Scanning Arch

The section will explain how the scan process works. It will setup through the process.

Kick off

The scan is kicked off by Celery Beat, exact time can be found in the beat setup method for celery.py. Beat calls dnstats.celery.do_run(). dnstats.celery.do_run() makes a run. If DNSTATS_ENV is Development the run will only run for top few hundred or so sites. If that is not set the scan will scan the whole one million sites. This method also sends the start of scan email. Once the email as been sent dnstas.celery.launch_run() is called with the id of the run just created.

Queuing

Now that dnstas.celery.launch_run() has been called the run is looked up. This method grabs the site needs for the scan. Next the list of sites is broken into lists of 10,000 sites. We loop over the list of lists, the outer loop. In a inner loop we celery chain of dnstas.celery.site_stat() into dnstas.celery.process_result(). Each group of 10,000 is in a celery group. Once the the outer loop is done the server ends a done with scanning message.

Scanning

All of the scanning is sent to the gevent queue. The name has made when I was tryng to use gevent for forking model for the scans, but that failed. The gevent queue should have lots of power. As of writing I 10 worker vms with 6 celery worker each that have 25 concurrency each. Since this task is mostly network bound this makes sense.

Only thing that should happen in this stage is do dns look ups. All analysis should happen in later stages. The dnstas.celery.site_stat() returns a dict and then celery passes this to dnstas.celery.process_result().

Process Results

This stage uses the celery (default) queue. This queue is much less powershell than the gevent (scanning) queue. In production I have about 10 celery vms with 1 celery worker with about 20 concurrency each.

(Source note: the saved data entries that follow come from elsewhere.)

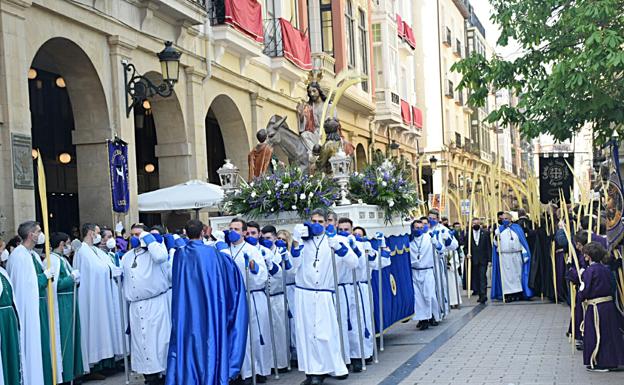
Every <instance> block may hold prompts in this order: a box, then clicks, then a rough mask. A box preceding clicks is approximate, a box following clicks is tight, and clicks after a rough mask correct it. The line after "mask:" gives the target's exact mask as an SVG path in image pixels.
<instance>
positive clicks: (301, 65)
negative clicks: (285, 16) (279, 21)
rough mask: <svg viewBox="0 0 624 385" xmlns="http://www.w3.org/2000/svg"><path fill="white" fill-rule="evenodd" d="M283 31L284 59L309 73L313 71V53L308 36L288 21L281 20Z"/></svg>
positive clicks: (282, 36)
mask: <svg viewBox="0 0 624 385" xmlns="http://www.w3.org/2000/svg"><path fill="white" fill-rule="evenodd" d="M279 21H280V27H281V29H282V45H283V47H282V48H283V49H284V57H285V58H286V59H288V60H290V61H291V62H292V63H293V64H294V65H296V66H297V67H299V68H301V69H304V70H306V71H309V70H311V69H312V53H311V50H310V40H309V39H308V35H307V34H305V33H303V32H301V31H300V30H298V29H297V28H295V27H293V25H292V24H290V22H289V21H288V20H284V19H282V18H280V19H279Z"/></svg>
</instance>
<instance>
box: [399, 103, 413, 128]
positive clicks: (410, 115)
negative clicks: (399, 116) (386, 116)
mask: <svg viewBox="0 0 624 385" xmlns="http://www.w3.org/2000/svg"><path fill="white" fill-rule="evenodd" d="M410 110H411V108H410V105H409V103H408V102H406V101H405V100H401V117H402V118H403V123H405V124H407V125H408V126H409V125H411V124H412V112H411V111H410Z"/></svg>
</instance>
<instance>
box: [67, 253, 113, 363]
mask: <svg viewBox="0 0 624 385" xmlns="http://www.w3.org/2000/svg"><path fill="white" fill-rule="evenodd" d="M94 249H95V248H93V247H92V246H89V245H88V244H86V243H83V244H82V246H81V247H80V249H79V250H78V252H77V253H76V255H75V257H74V268H75V269H78V270H79V271H80V289H79V290H78V305H79V306H80V332H81V336H82V345H81V346H82V354H83V361H84V362H86V363H87V364H88V365H91V366H92V365H95V364H97V363H98V362H100V361H102V360H104V359H108V358H113V357H115V355H116V354H119V351H118V349H119V344H120V342H119V338H120V337H119V336H120V335H121V330H122V328H123V327H124V325H123V324H122V323H121V319H120V318H119V317H117V316H116V315H117V314H119V310H116V309H115V304H118V303H119V302H118V301H115V300H114V299H115V298H118V292H117V286H116V285H115V282H114V279H113V278H112V275H111V268H110V267H109V265H108V263H107V262H106V261H105V260H103V259H101V258H100V257H99V256H98V255H97V254H96V251H95V250H94ZM85 370H87V368H85Z"/></svg>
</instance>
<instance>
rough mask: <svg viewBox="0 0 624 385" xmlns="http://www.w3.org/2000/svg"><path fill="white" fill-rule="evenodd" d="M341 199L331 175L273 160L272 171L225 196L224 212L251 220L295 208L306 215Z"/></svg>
mask: <svg viewBox="0 0 624 385" xmlns="http://www.w3.org/2000/svg"><path fill="white" fill-rule="evenodd" d="M339 198H340V189H339V188H338V184H337V183H336V182H335V181H334V180H333V179H332V178H330V177H327V176H325V175H323V174H320V173H317V174H314V175H308V174H306V173H304V172H303V171H301V170H300V169H299V168H298V167H294V166H284V165H281V164H278V163H276V162H273V174H266V175H263V176H260V177H258V178H255V179H254V180H253V181H251V182H249V183H243V185H242V186H241V187H240V191H239V192H237V193H234V194H231V195H229V196H227V197H226V199H225V205H224V211H226V212H229V213H236V214H242V215H244V216H246V217H249V218H252V219H254V218H259V217H263V216H264V217H267V216H269V215H274V214H278V213H280V212H284V211H296V212H297V213H298V214H299V215H300V216H301V217H302V218H303V217H307V216H308V215H309V214H310V211H311V210H312V209H314V208H316V207H329V206H332V205H334V202H335V201H336V200H337V199H339Z"/></svg>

In this stage celery passes the dict from dnstas.celery.site_stat() into dnstas.celery.process_result(). The first stage is build the dnstats.models.SiteRun and then save it. Next, all the grading methods are called async, i.e. enqueues the grading jobs.

Grading

This stage uses the celery queue.

The grading method gets the dnstats.models.SiteRun based on the passed dnstats.models.SiteRun id passed. Then it gets the site. Does the grading logic and updates the dnstats.models.SiteRun with the grades. Once the grading is saved the remarks (or errors from the grading and validation process) are saved to the database.